I was wondering why Lena Dunham’s new show on HBO, “GIRLS,” got the bitch slot (10:30pm) on the Sunday night line-up, despite all of the glowing reviews in the media. Or at least the New York-centric, witty pop culture media that defines my worldview.

After watching it last night, I think I know why. Despite the fact that New Yorker television critic Emily Nussbaum describes herself as “a goner, a convert” for the show, and even though writers like Frank Bruni seem to think that it defines the way that the rising generation of women feel about sex, the network executives aren’t sure it’s that good.

And, if the first episode is any indication, it’s not. I say this with a twinge of envy-relief—and also with disappointment, because I find Lena Dunham to be really endearing, the kind of girl you’d immediately want to be friends with—but the show was dull, confusing, and myopic. “This is what middle-aged well-educated white people WANT to think 24-year-olds are like today!” I thought, as I continually checked the clock from 10:33pm until 11:04pm, waiting for the minute when I could, with good conscious, turn off the television and go to sleep.

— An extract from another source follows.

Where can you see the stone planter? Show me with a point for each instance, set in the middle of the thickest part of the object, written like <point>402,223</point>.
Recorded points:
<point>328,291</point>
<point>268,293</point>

Because from the moment that Lena appeared on the screen as Hannah, a young woman from the Midwest who has been living on her parent’s dime in New York for the past two years, to the first time she referenced how hard it is to get a job in this economy—in the publishing industry, no less, which doesn’t even pay living wages for its executives, thereby rendering a quest for a salary almost superfluous— to the awkward, uninspired sex between Hannah and her worm bellied loser of a lover, to the final scene in which Hannah, on her own, walks bravely past a TAXI CAB, Carrie-style, towards the subway, I was fucking bored.